Глаза у него загорелись теперь вполне явственно – зря, что ль, про огонь разговариваем. Он ласково держал сосуд, брошенный Нин, и даже прижал его к щеке. Нин это не понравилось.
– Всё забываю. А дома-то сейчас сезон Второй Звезды. …Книга об оружии?
– Это так, сказки на ночь.
– Та Штука… Энки, пожалуйста, оставь это в покое.
– Какая штука? Что оставить в покое? Ну. Ну. Не беспокойся, серьёзно. Она надёжно зарыта. Мой дорогой брат Энлиль и я… Я держу этот бокал, Нин, потому что на нём следы твоих уст. Твоя генетическая информация, такая славная… хорошенькая.
– Понятно.
Она подошла и выхватила сосуд.
– Эта история как-то связана с Легендой о Происхождении?
Энки всем телом показал, что у него забрали самое дорогое, и не ответил. Нин заметила, что в Мегамире торчат письма.
– Так, счета за освещение. – Пояснил Энки, поймав её взгляд. – Кастелян присылает.
– А военных зачем так много? Даже тот знаменитый толстяк мелькнул. Из любви к логике – мелькнуть ему было довольно трудно.
Энки протянул руку и поцокал ногтем по, оказывается, драгоценному бокальчику.
– Его толщина тоже нацдостояние, вроде чьих-то голубых глаз.
– Ну, всё, Энки, спасибо за тёплое питьё, из чего бы оно ни состояло.
Нин ловко сунула колбу на полку.
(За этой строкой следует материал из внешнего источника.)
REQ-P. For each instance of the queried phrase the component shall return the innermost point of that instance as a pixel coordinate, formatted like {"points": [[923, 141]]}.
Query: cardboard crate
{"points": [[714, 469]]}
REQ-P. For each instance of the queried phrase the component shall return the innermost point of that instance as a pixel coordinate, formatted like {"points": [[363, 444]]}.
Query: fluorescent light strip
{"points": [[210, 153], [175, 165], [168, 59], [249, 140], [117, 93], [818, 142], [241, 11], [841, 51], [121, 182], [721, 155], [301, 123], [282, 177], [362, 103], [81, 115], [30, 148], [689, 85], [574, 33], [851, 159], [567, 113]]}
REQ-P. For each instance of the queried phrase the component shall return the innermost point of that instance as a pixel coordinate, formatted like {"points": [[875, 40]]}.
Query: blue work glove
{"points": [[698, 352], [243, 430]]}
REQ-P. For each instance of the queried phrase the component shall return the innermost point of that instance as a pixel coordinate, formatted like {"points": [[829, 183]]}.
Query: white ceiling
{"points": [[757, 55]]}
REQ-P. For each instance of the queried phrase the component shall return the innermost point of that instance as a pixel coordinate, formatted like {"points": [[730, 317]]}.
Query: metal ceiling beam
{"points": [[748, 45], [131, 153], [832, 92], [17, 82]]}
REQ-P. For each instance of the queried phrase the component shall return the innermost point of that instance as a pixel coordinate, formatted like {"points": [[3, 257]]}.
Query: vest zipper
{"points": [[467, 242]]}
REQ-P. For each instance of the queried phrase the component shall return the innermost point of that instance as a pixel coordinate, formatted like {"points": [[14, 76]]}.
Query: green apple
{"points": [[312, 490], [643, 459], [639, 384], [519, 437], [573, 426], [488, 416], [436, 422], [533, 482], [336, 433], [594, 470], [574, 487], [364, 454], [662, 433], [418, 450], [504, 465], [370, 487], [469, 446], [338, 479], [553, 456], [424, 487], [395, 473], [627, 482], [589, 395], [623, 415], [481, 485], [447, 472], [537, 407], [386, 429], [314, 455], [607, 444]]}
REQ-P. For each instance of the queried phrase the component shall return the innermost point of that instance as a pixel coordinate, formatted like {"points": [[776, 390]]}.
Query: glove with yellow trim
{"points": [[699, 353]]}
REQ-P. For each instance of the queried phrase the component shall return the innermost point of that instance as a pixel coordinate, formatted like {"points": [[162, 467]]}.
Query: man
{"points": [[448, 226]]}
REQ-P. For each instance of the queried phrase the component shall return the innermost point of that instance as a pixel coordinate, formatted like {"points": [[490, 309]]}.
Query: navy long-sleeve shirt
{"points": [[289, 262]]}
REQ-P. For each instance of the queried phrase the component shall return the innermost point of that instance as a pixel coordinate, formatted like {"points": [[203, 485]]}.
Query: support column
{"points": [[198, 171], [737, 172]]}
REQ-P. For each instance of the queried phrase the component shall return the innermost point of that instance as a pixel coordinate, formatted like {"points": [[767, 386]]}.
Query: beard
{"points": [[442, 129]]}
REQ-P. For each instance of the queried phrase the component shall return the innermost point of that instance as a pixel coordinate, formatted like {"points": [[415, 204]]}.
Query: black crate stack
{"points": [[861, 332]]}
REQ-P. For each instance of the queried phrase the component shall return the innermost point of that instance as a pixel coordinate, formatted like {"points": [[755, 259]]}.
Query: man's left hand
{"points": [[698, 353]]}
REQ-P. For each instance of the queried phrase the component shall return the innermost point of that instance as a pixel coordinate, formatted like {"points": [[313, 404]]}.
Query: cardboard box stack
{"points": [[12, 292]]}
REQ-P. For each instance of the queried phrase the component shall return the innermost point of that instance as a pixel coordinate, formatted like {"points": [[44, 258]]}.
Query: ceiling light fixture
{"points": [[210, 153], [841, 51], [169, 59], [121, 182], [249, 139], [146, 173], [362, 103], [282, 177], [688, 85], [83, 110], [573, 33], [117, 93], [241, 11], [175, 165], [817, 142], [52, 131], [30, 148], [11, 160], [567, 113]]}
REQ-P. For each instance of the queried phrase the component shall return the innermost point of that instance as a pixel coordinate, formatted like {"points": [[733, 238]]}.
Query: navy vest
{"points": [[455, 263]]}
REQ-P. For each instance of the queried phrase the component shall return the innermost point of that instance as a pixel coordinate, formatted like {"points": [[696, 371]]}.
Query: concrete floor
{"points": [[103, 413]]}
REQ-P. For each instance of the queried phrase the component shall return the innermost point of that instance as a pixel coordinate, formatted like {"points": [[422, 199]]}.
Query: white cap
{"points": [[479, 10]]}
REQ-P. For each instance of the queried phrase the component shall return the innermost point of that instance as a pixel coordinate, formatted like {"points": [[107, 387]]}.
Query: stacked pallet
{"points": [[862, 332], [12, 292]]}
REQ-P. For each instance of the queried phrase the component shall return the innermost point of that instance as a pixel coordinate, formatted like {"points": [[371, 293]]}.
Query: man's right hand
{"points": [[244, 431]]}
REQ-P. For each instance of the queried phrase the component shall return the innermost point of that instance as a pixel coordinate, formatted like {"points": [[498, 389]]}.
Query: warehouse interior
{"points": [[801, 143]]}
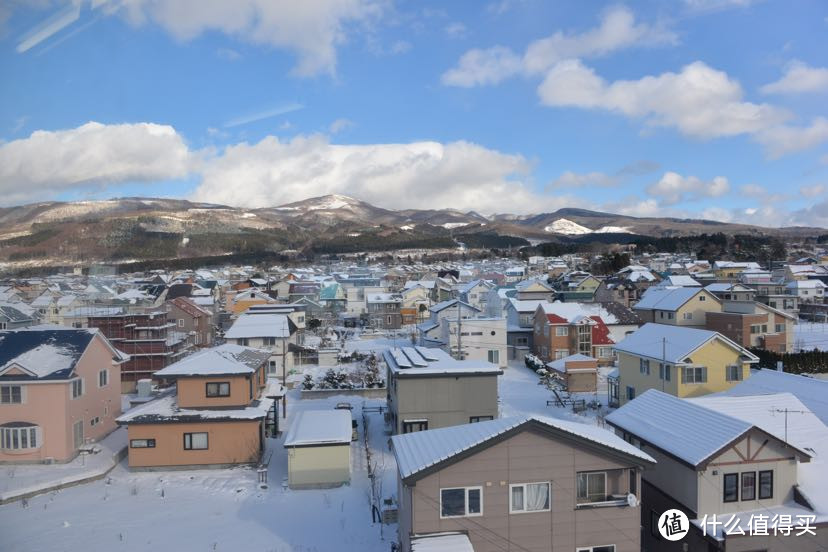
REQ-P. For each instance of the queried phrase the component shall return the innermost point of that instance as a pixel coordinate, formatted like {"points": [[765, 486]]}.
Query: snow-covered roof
{"points": [[423, 361], [811, 392], [165, 409], [420, 450], [319, 427], [684, 429], [667, 298], [259, 325], [441, 542], [227, 359], [672, 343]]}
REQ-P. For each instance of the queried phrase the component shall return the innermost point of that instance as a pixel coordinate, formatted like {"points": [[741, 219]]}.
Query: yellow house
{"points": [[684, 362], [677, 306]]}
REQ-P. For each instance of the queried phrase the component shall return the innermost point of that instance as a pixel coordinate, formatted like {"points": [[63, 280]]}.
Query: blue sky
{"points": [[703, 108]]}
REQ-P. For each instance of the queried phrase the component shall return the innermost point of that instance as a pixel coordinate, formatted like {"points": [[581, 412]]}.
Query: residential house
{"points": [[524, 483], [59, 390], [734, 460], [191, 319], [150, 340], [272, 332], [429, 389], [677, 306], [752, 324], [681, 361], [215, 417], [563, 329], [318, 447]]}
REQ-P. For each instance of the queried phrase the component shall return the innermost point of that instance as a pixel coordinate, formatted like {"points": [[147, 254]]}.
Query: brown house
{"points": [[524, 483], [215, 416], [192, 320]]}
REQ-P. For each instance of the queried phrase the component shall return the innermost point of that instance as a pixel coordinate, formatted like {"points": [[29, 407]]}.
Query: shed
{"points": [[319, 449]]}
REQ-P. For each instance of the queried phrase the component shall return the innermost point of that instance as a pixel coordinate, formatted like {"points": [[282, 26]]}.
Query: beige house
{"points": [[677, 306], [215, 415], [428, 389], [525, 483], [733, 458], [60, 389], [685, 362], [318, 447]]}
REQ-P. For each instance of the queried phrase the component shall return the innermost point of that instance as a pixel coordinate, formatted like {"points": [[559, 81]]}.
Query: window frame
{"points": [[190, 435], [218, 394], [466, 490], [512, 509], [725, 478], [759, 484]]}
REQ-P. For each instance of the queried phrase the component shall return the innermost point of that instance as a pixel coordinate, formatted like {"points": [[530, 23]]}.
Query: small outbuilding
{"points": [[318, 444]]}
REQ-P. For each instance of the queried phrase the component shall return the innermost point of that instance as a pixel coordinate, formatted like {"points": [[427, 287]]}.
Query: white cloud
{"points": [[93, 154], [784, 139], [414, 175], [799, 78], [699, 100], [618, 30], [312, 30], [674, 188], [569, 179], [812, 191]]}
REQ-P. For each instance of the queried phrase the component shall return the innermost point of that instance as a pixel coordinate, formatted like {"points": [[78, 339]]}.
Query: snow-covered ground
{"points": [[226, 510], [810, 335]]}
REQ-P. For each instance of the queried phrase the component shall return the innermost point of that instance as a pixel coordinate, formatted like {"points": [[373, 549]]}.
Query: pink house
{"points": [[60, 388]]}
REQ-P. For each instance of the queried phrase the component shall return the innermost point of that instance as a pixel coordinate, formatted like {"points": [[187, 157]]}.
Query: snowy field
{"points": [[225, 510], [810, 335]]}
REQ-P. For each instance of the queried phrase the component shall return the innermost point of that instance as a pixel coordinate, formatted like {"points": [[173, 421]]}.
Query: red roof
{"points": [[555, 319], [600, 332]]}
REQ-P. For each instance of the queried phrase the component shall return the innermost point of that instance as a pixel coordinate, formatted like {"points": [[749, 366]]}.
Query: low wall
{"points": [[369, 393]]}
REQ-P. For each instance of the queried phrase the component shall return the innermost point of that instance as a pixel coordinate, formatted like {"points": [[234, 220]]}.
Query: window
{"points": [[731, 487], [644, 366], [410, 426], [765, 484], [195, 441], [461, 502], [592, 487], [733, 372], [529, 497], [11, 394], [77, 388], [748, 485], [218, 389], [694, 374], [19, 436]]}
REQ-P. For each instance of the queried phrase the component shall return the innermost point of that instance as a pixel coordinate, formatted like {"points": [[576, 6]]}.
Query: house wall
{"points": [[192, 392], [444, 401], [524, 458], [236, 442], [316, 467]]}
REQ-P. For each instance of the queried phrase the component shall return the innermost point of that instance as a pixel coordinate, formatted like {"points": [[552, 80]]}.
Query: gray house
{"points": [[531, 484], [428, 389]]}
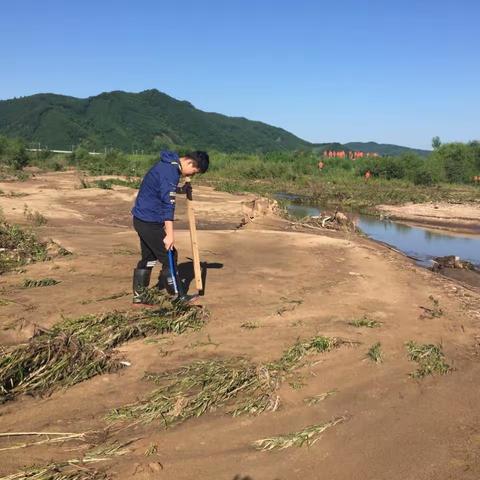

Энки подошёл и, коснувшись плеча Нин, вытащил из-за книг настоящую гражданскую бутылку классических женственных очертаний.
– А это, когда сад посадим, разопьём.
Мегамир потихоньку разгорался, его неподвижное зерцало пошло рябью. При свете особенности мимики стали очевиднее. Складочка у рта Нин и её глубоко посаженные глаза сделали её лицо другим.
– Ты похожа на мальчика, которого похитили феи. – Сказал Энки.
Она вернулась к столу, ибо выход был надёжно заблокирован Энки, бутылкой и садом. Карты всегда нравились ей и казались совершенно непонятными. Энки тут же оказался рядом («сад» был копошливо спрятан за обруганные книги) и показал ей на карте закрашенное треугольником место.
– Тут. Даже с Нибиру это местечко так и просилось в оранжерею.
Она почувствовала, как он улыбается за её затылком.
– Ах, ты. Девушка-зима. Ты зимняя моя сказочка.
– Надеюсь, я вымыла уши.
Рука Энки высунулась из-за её плеча.
– А вот здесь мощное месторождение золота.
– Кто-нибудь об этом знает?
– Вот теперь ты знаешь.
– Не надейся надолго сохранить это в секрете.
– В самом деле. – Он пробормотал. – Изумлён, что Энлиль не привёз какого-нибудь подарочка.
– Ты про дедову личную службу?
– Ах, Нин, да ты поражаешь меня… Я полагал, ты так наивна, что зло этого мира тебе незнакомо.
– Личная служба – зло?
– А для чего они, помилуй? Я тут ямы копаю, верчу мельницы, можно сказать, своими белыми барскими ручками… ты копаешься по локоть своими неземными руками во внутренностях, ДНК эти крутишь, прямо-таки крестиком вышиваешь, а они тут со своими маренговыми костюмами и шнурами в ушах, которые напрямую соединяются с прикроватным столиком деда.